Sound Transit executes sale of green bonds to help fund light-rail extensions

Written by Jenifer Nunez, assistant editor

Sound Transit executed the sale of nearly $1 billion of green bonds that will help fund voter-approved regional transit projects, including construction of more than 30 miles of light-rail extensions.


“A growing number of investors want to see strong returns for both their portfolios and their planet,” said Sound Transit Board Chair and King County Executive Dow Constantine. “They need look no further than these green bonds, which will fund transportation projects that increase commuters’ mobility while reducing reliance on cars.”

Sound Transit’s first issuance of green bonds followed an announcement by the American Public Transportation Association (APTA) that Sound Transit is one of only two transit agencies nationally to attain the platinum level of participation in APTA’s sustainability commitment.

The bond issuance is fully compliant with International Capital Market Association (ICMA) Green Bond Principles, validated through an independent opinion commissioned from Sustainalytics. The firm concluded that “investors in Sound Transit green bonds can be fairly confident that their investments will result in positive environmental impact.”

Sound Transit’s credibility as a green bond issuer comes from its construction and operation of transit services. The agency observes formalized and independently monitored sustainability commitments across many areas of day-to-day business, from designing energy-efficient buildings to reducing fleet emissions to increasing recycling and composting.

In addition to APTA’s annual reviews, independent auditors annually evaluate Sound Transit’s compliance with International Organization for Standardization environmental management system criteria.

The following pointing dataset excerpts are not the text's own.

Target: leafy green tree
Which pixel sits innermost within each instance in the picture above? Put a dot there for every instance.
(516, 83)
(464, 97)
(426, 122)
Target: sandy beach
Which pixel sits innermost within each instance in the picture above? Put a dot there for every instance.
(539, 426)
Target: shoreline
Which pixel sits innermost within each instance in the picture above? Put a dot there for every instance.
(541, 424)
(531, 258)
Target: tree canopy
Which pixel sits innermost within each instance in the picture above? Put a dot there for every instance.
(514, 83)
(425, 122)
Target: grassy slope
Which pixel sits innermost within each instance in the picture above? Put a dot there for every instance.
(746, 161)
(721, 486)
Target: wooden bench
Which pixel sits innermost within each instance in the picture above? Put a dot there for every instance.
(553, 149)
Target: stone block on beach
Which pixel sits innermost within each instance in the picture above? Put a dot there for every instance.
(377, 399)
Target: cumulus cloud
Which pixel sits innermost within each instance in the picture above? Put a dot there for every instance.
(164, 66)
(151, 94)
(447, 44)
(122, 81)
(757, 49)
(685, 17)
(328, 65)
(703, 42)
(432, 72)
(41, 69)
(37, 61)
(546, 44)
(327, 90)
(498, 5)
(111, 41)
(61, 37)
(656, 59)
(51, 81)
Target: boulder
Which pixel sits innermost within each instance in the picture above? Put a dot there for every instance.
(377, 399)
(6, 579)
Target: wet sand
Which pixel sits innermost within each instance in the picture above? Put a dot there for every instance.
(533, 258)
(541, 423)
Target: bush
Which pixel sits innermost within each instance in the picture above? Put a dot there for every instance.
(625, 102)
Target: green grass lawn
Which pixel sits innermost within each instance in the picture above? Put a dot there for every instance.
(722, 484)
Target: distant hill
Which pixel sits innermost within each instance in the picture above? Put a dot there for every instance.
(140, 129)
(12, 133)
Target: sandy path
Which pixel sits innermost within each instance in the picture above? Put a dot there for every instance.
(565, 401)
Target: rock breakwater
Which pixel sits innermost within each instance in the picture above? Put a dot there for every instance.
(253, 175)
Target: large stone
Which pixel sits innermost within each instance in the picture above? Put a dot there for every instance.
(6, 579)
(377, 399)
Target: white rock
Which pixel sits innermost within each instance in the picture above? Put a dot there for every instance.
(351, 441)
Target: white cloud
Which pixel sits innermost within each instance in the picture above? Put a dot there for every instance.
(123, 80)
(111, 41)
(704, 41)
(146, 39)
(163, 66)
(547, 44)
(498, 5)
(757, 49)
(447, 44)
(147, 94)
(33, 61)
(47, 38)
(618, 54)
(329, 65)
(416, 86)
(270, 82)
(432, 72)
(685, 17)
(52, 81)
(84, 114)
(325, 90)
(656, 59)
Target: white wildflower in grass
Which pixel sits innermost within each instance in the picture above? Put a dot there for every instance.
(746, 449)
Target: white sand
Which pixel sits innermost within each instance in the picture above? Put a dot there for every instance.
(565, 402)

“I’m proud of Sound Transit’s issuance of green bonds, which I believe will help grow this segment of the bond market while also reflecting our region’s environmental values and helping meet the agency’s financial obligations,” said Sound Transit Board and Seattle City Council member Mike O’Brien, who advocated for the green bond strategy. “I hope these bonds help to incentivize more organizations to follow the high standards Sound Transit is setting.”

The bond sale, assumed in the agency’s long-range financial plans, will generate approximately $600 million in new proceeds to fund voter-approved transit expansions and refinance $398 million of previously issued bonds with higher interest rates, generating present value saving of more than $30 million.